Ukraine’s leading private equity firm Dragon Capital bought the online Ukrainian news outlet Ukrainska Pravda, the newspaper announced on May 26.
Olena Prytula, founding editor of Ukrainska Pravda, and Tomas Fiala, CEO of Dragon Capital, signed a purchase agreement to transfer the outlet’s ownership to the investment fund.
The sum wasn’t disclosed. The business has about 50 employees.
The editorial policy of the publication and approaches to work will remain unchanged, according to Fiala.

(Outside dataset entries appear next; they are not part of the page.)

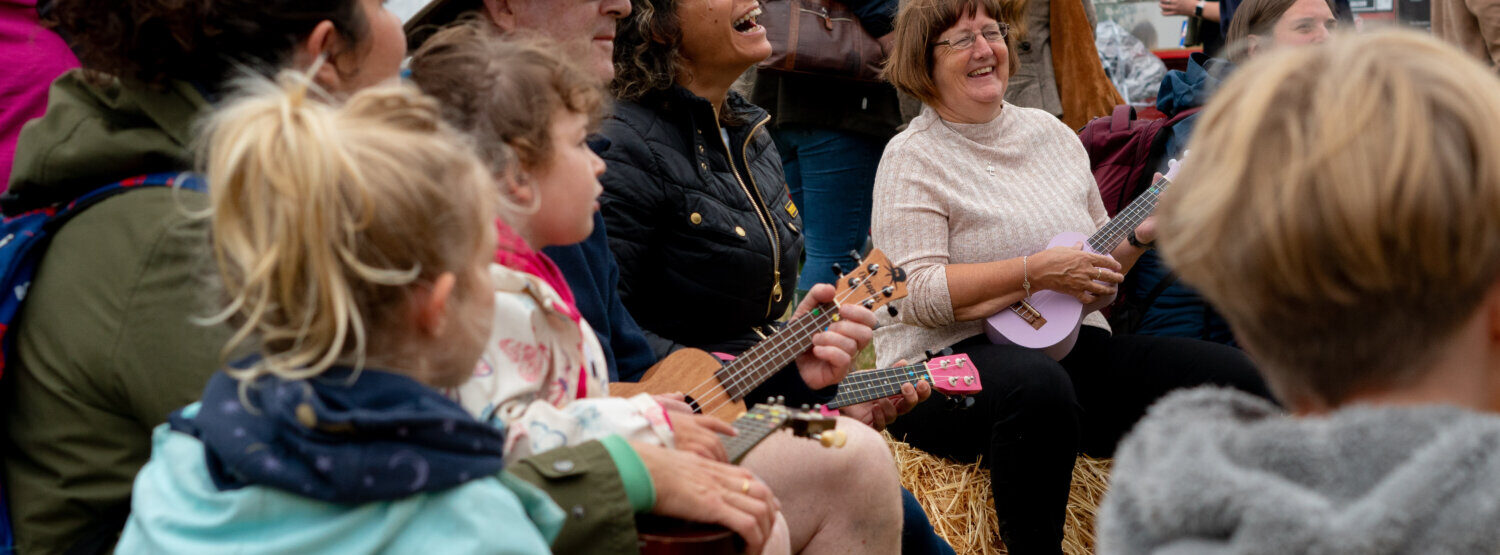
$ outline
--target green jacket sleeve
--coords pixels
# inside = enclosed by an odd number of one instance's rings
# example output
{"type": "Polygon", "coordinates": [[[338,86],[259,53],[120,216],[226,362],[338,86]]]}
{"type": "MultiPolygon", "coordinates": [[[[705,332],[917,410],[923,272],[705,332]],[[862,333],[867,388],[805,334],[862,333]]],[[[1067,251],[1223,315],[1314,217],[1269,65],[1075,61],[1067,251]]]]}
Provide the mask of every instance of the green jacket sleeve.
{"type": "Polygon", "coordinates": [[[553,553],[637,553],[635,509],[608,449],[597,441],[522,459],[507,472],[531,482],[567,519],[553,553]]]}

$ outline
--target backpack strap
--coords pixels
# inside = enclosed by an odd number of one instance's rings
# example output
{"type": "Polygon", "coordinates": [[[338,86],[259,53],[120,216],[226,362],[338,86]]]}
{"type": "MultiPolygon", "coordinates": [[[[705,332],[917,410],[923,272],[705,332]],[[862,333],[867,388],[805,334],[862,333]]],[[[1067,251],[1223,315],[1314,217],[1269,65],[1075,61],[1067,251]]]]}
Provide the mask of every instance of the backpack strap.
{"type": "MultiPolygon", "coordinates": [[[[137,189],[150,189],[155,187],[179,187],[189,191],[200,193],[208,192],[203,183],[202,176],[192,172],[163,172],[137,175],[110,183],[98,189],[94,189],[84,195],[69,201],[61,206],[40,208],[43,212],[50,211],[52,215],[53,229],[60,227],[62,222],[77,215],[90,206],[98,204],[107,198],[137,189]]],[[[6,218],[9,220],[9,218],[6,218]]]]}
{"type": "Polygon", "coordinates": [[[37,208],[0,220],[0,378],[15,349],[10,333],[31,278],[46,255],[52,234],[73,216],[112,196],[138,189],[180,187],[206,192],[203,179],[188,172],[154,173],[104,185],[61,204],[37,208]]]}
{"type": "Polygon", "coordinates": [[[1130,130],[1130,122],[1135,121],[1135,107],[1129,104],[1115,106],[1114,113],[1109,115],[1109,132],[1124,133],[1130,130]]]}
{"type": "Polygon", "coordinates": [[[1188,119],[1188,117],[1198,113],[1202,109],[1202,106],[1195,106],[1181,112],[1177,112],[1177,115],[1172,116],[1172,119],[1169,119],[1165,124],[1162,124],[1161,130],[1156,132],[1156,136],[1151,137],[1151,146],[1149,147],[1149,150],[1146,151],[1145,167],[1148,169],[1141,172],[1139,179],[1137,179],[1135,183],[1131,184],[1131,186],[1127,190],[1139,191],[1143,187],[1151,184],[1152,174],[1155,172],[1155,168],[1161,164],[1161,157],[1166,155],[1167,153],[1167,139],[1172,136],[1170,133],[1170,131],[1172,131],[1172,128],[1176,127],[1177,124],[1182,120],[1188,119]]]}

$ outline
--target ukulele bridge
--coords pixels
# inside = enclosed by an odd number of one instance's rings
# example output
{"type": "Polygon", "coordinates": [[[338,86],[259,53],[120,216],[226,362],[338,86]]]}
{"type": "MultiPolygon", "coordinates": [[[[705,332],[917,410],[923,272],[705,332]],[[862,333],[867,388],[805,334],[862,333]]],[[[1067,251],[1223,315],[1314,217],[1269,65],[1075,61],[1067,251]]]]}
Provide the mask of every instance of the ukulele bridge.
{"type": "Polygon", "coordinates": [[[1042,326],[1047,325],[1047,319],[1042,317],[1041,311],[1031,306],[1031,303],[1026,302],[1024,299],[1010,305],[1010,310],[1016,313],[1016,316],[1020,316],[1021,321],[1030,324],[1031,329],[1040,330],[1042,326]]]}

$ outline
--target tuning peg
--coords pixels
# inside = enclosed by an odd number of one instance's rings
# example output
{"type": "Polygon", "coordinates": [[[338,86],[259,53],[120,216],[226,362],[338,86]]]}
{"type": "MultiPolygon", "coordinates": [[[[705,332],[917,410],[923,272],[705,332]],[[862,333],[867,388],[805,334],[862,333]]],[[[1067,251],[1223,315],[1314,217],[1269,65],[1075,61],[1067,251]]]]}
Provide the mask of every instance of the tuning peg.
{"type": "Polygon", "coordinates": [[[886,297],[886,298],[887,298],[887,299],[889,299],[889,298],[890,298],[890,297],[891,297],[891,295],[895,295],[895,294],[896,294],[896,288],[895,288],[895,287],[892,287],[892,286],[889,286],[889,285],[887,285],[887,286],[885,286],[885,287],[884,287],[884,288],[882,288],[882,289],[881,289],[881,290],[880,290],[880,294],[881,294],[881,295],[885,295],[885,297],[886,297]]]}
{"type": "Polygon", "coordinates": [[[893,305],[893,304],[885,305],[885,312],[886,312],[886,314],[890,314],[892,318],[895,318],[896,317],[896,313],[897,313],[897,311],[896,311],[896,305],[893,305]]]}
{"type": "Polygon", "coordinates": [[[875,308],[875,299],[865,299],[864,302],[859,303],[859,304],[863,305],[866,310],[874,310],[874,308],[875,308]]]}
{"type": "Polygon", "coordinates": [[[833,275],[836,275],[838,277],[844,277],[844,265],[843,264],[839,264],[838,262],[834,262],[833,263],[833,275]]]}
{"type": "Polygon", "coordinates": [[[843,430],[828,430],[818,434],[818,443],[824,447],[843,447],[849,442],[849,436],[843,430]]]}

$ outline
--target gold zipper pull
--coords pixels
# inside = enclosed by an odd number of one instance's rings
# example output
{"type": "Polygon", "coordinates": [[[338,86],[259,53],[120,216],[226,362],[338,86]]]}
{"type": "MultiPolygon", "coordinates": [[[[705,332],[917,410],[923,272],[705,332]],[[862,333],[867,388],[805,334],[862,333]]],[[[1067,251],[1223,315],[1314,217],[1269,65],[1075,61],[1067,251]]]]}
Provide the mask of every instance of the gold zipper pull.
{"type": "Polygon", "coordinates": [[[771,294],[775,295],[776,302],[781,302],[781,270],[776,270],[776,285],[771,288],[771,294]]]}

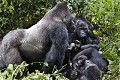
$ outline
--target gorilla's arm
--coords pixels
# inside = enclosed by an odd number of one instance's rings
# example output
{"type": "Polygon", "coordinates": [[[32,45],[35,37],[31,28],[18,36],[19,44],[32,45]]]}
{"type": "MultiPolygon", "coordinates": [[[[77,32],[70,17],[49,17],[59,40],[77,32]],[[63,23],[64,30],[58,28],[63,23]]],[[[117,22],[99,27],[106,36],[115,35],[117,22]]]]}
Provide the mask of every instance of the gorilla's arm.
{"type": "Polygon", "coordinates": [[[99,44],[99,43],[100,43],[98,36],[95,35],[95,34],[93,33],[93,31],[88,30],[87,34],[88,34],[88,36],[92,39],[92,43],[93,43],[93,44],[99,44]]]}
{"type": "Polygon", "coordinates": [[[24,30],[17,29],[10,31],[4,36],[0,45],[0,69],[8,66],[8,64],[20,64],[22,58],[18,51],[20,41],[24,37],[24,30]]]}
{"type": "Polygon", "coordinates": [[[51,73],[54,65],[60,69],[63,65],[65,57],[65,49],[68,46],[68,34],[65,27],[57,27],[57,29],[50,35],[52,46],[46,55],[45,62],[48,63],[48,67],[43,67],[45,73],[51,73]],[[57,62],[57,63],[56,63],[57,62]]]}
{"type": "Polygon", "coordinates": [[[93,48],[96,48],[96,49],[100,48],[99,45],[97,45],[97,44],[82,45],[80,48],[84,50],[84,49],[87,49],[87,48],[90,48],[90,47],[93,47],[93,48]]]}
{"type": "MultiPolygon", "coordinates": [[[[81,56],[81,55],[85,55],[85,56],[87,56],[87,57],[89,58],[89,57],[91,57],[91,55],[92,55],[93,53],[96,53],[96,52],[94,52],[94,51],[96,51],[94,48],[84,49],[83,51],[79,52],[79,53],[73,58],[73,60],[76,60],[76,59],[77,59],[79,56],[81,56]]],[[[100,55],[98,52],[97,52],[96,54],[100,55]]]]}

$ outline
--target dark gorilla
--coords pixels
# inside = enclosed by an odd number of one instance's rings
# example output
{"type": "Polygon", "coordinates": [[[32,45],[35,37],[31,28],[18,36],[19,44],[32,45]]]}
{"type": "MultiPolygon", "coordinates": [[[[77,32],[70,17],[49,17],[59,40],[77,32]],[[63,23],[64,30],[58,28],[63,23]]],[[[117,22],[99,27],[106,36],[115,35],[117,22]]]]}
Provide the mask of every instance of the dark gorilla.
{"type": "Polygon", "coordinates": [[[104,73],[108,71],[107,66],[109,62],[107,61],[107,59],[103,58],[102,55],[95,48],[84,49],[74,57],[74,60],[81,55],[85,55],[90,61],[95,63],[98,66],[98,68],[104,73]]]}
{"type": "Polygon", "coordinates": [[[72,62],[72,67],[66,71],[66,77],[68,77],[70,80],[75,80],[79,75],[80,68],[83,68],[81,66],[84,66],[85,60],[87,60],[87,57],[84,55],[74,59],[72,62]]]}
{"type": "Polygon", "coordinates": [[[45,73],[51,73],[54,65],[60,69],[68,46],[68,32],[72,29],[72,14],[64,3],[54,8],[29,29],[10,31],[2,40],[0,69],[8,64],[44,61],[45,73]]]}
{"type": "Polygon", "coordinates": [[[85,55],[75,57],[72,62],[73,69],[78,70],[80,66],[84,66],[84,62],[87,60],[87,57],[85,55]]]}
{"type": "Polygon", "coordinates": [[[87,60],[85,55],[73,59],[72,69],[67,73],[70,80],[96,80],[100,79],[100,70],[96,64],[87,60]]]}

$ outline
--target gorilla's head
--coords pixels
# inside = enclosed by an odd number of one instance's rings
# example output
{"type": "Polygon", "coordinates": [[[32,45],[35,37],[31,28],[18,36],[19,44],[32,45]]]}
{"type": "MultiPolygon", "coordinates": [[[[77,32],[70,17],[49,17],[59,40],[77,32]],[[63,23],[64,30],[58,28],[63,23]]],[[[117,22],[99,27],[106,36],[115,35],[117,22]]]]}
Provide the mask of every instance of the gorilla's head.
{"type": "Polygon", "coordinates": [[[76,14],[74,20],[82,20],[82,21],[86,22],[86,23],[88,24],[88,28],[89,28],[91,31],[93,30],[92,24],[91,24],[82,14],[76,14]]]}
{"type": "Polygon", "coordinates": [[[46,13],[44,18],[52,19],[56,24],[63,23],[66,25],[68,32],[74,30],[73,16],[65,3],[57,3],[54,8],[46,13]]]}
{"type": "Polygon", "coordinates": [[[87,60],[87,57],[85,55],[81,55],[78,57],[78,66],[83,66],[84,65],[84,62],[85,60],[87,60]]]}
{"type": "Polygon", "coordinates": [[[79,38],[86,38],[88,37],[87,33],[89,31],[88,25],[83,20],[77,20],[75,22],[75,33],[78,35],[79,38]]]}
{"type": "Polygon", "coordinates": [[[84,75],[88,78],[88,80],[98,80],[100,79],[100,70],[92,61],[86,60],[84,75]]]}

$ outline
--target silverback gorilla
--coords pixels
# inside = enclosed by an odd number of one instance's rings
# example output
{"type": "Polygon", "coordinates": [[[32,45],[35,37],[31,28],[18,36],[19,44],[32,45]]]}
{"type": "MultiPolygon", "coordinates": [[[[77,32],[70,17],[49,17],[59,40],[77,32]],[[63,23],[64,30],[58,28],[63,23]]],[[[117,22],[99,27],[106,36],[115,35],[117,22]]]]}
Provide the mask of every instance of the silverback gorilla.
{"type": "Polygon", "coordinates": [[[0,69],[8,64],[47,62],[45,73],[51,73],[54,65],[63,65],[68,47],[68,32],[73,29],[72,14],[65,3],[58,3],[29,29],[10,31],[0,46],[0,69]]]}

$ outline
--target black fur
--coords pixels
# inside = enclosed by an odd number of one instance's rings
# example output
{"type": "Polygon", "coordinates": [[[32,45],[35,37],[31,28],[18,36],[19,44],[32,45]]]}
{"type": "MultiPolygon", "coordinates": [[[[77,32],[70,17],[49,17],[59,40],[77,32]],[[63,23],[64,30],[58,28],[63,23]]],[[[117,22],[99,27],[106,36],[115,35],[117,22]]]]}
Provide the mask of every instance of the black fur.
{"type": "Polygon", "coordinates": [[[74,57],[74,59],[77,59],[81,55],[85,55],[90,61],[95,63],[103,72],[106,73],[108,71],[107,66],[109,62],[105,58],[103,58],[102,55],[95,48],[84,49],[83,51],[79,52],[74,57]]]}
{"type": "MultiPolygon", "coordinates": [[[[77,57],[77,56],[76,56],[77,57]]],[[[70,80],[96,80],[100,79],[100,70],[96,64],[87,60],[85,55],[73,59],[72,68],[68,70],[70,80]]]]}
{"type": "Polygon", "coordinates": [[[78,80],[99,79],[99,69],[106,73],[108,70],[107,66],[109,64],[107,59],[103,58],[98,52],[99,39],[93,33],[92,25],[82,15],[77,15],[74,18],[74,23],[75,31],[69,34],[70,47],[66,51],[66,53],[70,55],[70,59],[65,59],[66,61],[64,61],[66,63],[68,63],[67,61],[71,61],[72,67],[66,71],[66,76],[71,80],[75,80],[76,78],[78,80]],[[88,66],[85,66],[84,64],[86,59],[88,59],[88,62],[90,62],[88,66]],[[94,66],[90,66],[93,64],[94,66]],[[84,69],[85,67],[88,68],[84,69]],[[91,70],[93,71],[91,72],[91,70]],[[96,75],[94,75],[94,73],[96,75]]]}

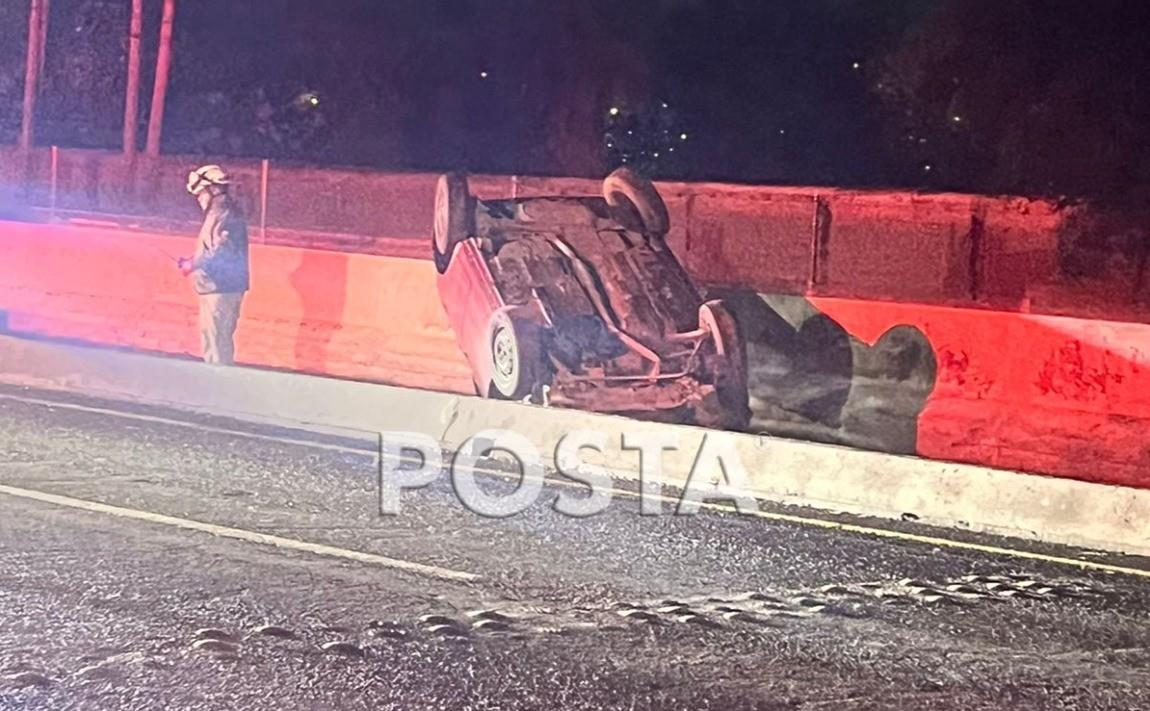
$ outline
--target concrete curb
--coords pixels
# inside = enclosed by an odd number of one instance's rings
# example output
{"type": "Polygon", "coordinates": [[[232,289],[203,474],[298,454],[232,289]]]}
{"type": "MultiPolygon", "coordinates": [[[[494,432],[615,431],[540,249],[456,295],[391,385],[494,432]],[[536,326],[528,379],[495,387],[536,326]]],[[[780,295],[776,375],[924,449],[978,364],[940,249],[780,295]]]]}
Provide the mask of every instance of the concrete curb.
{"type": "Polygon", "coordinates": [[[696,467],[704,440],[737,452],[762,499],[1102,550],[1150,555],[1150,490],[865,452],[833,445],[636,422],[443,393],[0,337],[0,382],[165,405],[239,419],[359,432],[416,432],[454,449],[508,429],[550,460],[569,433],[605,433],[590,463],[636,479],[639,454],[621,435],[660,435],[678,446],[664,480],[707,484],[696,467]],[[703,481],[699,479],[703,478],[703,481]]]}

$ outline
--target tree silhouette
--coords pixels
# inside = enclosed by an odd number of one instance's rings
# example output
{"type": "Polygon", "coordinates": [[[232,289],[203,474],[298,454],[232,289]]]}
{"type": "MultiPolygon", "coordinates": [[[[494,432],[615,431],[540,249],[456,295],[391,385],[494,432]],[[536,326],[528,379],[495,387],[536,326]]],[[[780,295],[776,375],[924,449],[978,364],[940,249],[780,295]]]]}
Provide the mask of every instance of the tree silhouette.
{"type": "Polygon", "coordinates": [[[875,77],[903,179],[1085,196],[1145,184],[1147,19],[1115,0],[947,3],[875,77]]]}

“Same as with our existing media project, NV, we will maintain the practice of non-interference by the owner into Ukrayinska Pravda’s editorial policy and are pleased to announce the signing of a relevant document that will be publicly available on the UP website,” Fiala’s statement reads.
He added in a brief email to the Kyiv Post that the plan is to “continue. And make them technologically and commercially better.”
The Ukrainska Pravda team, led by Sevgil Musaieva, will continue their work in close cooperation with Prytula, who will continue in her role as founding editor.
Dragon Capital’s other media asset, Novoye Vremya, founded in 2014, will work independently from Ukrainska Pravda, according to the company.
Vitalii Sych, Novoye Vremya’s editor in chief, praised the initiative.
“As far as I know, the previous owner Olena Prytula has been wanting to leave the project for a while, so I’m glad that she chose Dragon instead of politics or oligarch for sale,” he wrote on Facebook.
Published in Ukrainian and Russian, Ukrainska Pravda was founded in April 2000 by Ukrainian journalist Georgiy Gongadze, killed in September the same year.
The reporter was abducted and his headless body was found months later in a forest near Kyiv, a murder linked to Leonid Kuchma, Ukraine’s authoritarian president from 1994-2005.
Gongadze had exposed high-level corruption and was an outspoken critic of Kuchma, whose voice is heard on audiotapes released by his former guard, Mykola Melnychenko, plotting to get rid of the journalist. Kuchma has always denied any involvement.
Four police officers were convicted of the crime. The highest-ranking one, Oleksiy Pukach, remains in jail. His boss at the time, Interior Minister Yuriy Kravchenko, died from two gunshot wounds to the head in 2005, a death ruled suspiciously as suicide. Formal charges were filed against Kuchma during Viktor Yanukovych’s administration, but the case went nowhere, despite the high-profile allegations by then-deputy prosecutor-general Renat Kuzmin.